Monday, September 29, 2008
another red-blue-yellow electoral map -- without the yellow
"same life-- new location" has a general policy about politics: take it outside.
Let me do a little self-disclosure here. I love politics. Or, at least, I once loved politics. I began when I was 3 by taking presidential brochures to our neighbors. That was 1952. I have been involved in almost every election since then -- including running for the state legislature (and losing) and serving as a member of the electoral college in the 1980s.
So, what happened to all of this talk last week about "writing my blog for me" and "letting my blog reflect who I am"? If I really believe that, why is politics a forbidden topic?
Because we are in another one of those national election cycles where we all take our politics far too seriously. (The election of 1800 managed to set the low tone for these cycles.) Every witty remark turns into a blood bath.

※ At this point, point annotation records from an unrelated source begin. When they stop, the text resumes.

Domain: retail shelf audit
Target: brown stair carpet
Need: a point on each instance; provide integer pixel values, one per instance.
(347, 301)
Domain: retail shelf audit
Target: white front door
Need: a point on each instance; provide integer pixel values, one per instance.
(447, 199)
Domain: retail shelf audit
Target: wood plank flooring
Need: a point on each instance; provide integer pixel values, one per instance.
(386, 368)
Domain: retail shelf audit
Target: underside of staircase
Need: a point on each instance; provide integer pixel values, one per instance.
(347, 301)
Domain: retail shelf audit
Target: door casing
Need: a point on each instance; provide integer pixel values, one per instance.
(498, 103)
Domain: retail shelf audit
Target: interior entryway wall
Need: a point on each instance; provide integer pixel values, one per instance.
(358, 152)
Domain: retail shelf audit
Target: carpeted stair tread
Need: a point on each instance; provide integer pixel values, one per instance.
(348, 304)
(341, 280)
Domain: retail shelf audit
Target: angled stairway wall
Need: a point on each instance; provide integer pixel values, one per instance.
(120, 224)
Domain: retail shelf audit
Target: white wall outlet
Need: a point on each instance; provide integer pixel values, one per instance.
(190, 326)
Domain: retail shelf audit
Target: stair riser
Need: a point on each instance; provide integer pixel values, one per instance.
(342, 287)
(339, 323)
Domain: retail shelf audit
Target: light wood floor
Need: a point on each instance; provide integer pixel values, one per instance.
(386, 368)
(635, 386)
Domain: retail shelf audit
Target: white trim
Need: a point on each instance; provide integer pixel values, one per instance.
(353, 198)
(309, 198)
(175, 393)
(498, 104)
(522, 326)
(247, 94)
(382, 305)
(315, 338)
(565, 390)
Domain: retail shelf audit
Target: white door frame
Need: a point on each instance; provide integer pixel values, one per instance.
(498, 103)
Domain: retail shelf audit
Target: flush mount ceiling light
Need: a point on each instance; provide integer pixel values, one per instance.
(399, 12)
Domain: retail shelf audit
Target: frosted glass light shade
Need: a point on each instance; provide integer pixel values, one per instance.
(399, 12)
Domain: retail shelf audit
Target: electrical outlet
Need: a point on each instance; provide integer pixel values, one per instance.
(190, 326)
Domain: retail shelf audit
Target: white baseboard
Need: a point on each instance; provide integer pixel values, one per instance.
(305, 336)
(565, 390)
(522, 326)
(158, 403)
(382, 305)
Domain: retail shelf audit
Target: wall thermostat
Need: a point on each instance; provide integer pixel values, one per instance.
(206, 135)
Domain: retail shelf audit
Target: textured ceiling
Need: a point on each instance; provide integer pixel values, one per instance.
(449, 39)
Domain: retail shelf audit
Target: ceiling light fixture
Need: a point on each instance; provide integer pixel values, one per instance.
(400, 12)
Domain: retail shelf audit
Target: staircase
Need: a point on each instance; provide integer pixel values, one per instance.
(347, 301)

Let me give you an example. I was at dinner the other night with a group of mutual friends.
Liberal Friend says: "Did you see that San Francisco is going to honor President Bush by naming a public project after him?"

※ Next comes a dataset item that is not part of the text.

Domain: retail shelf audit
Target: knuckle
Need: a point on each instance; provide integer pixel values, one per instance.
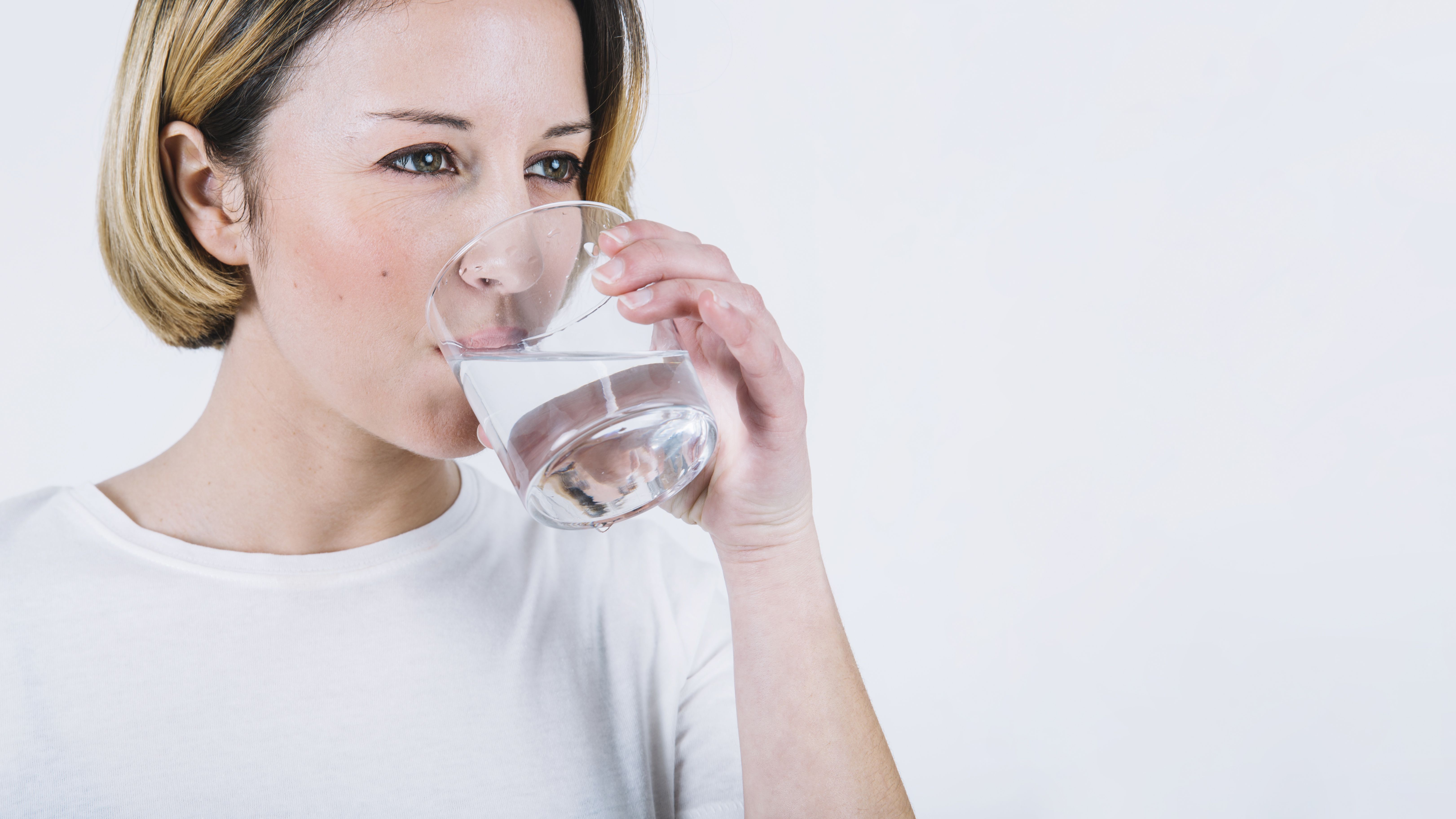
(752, 299)
(716, 255)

Conservative Friend: "San Francisco? What project?"
Liberal Friend: "A sewage treatment plant." [Laughs]
Conservative Friend: "It figures. Conservatives always have to clean up liberal messes." [Snorts]
If this had been a drawing room exchange in Victorian England between Oscar Wilde and James Whistler, the witty repartee would have continued. At this Portland dinner party, the next few exchanges involved words that began with A and F (not the clothing catalog), and variations on the theme of parentage. The dinner ended with most everyone leaving in high dudgeon.
And that was a group of friends. I can hardly see any profit in sucking my new blog acquaintances into that political morass. There are several friends who I cannot dine with until after the election.
Having said that, my wonk side cannot avoid the temptation to post this election's version of What-Can-Go-Wrong. Forget about dead voters in Chicago and dodgy ballots in Florida. This year, it is very possible that the Electoral College could end in a dead-even tie.
During the past two elections, everyone knew the electoral college vote would be very close. But there was very little possibility of a tie because of the individual state votes. This year is different. The polls have been up and down. But if each candidate carried the state in which he is currently leading, the vote would be 269 votes each. (See the map at the top of this post.) And then the vote would go to the House of Representatives where each state is allowed one vote. Currently, neither party has a majority of the states.
Will it happen? I doubt it. The variables are large enough that one candidate will most likely cobble together a majority. But it will be fun to watch.
I did my best to come up with a witty comment. And then I recalled the dinner. I suspect another day with the steak will make the black eye better. No more witty comments from me.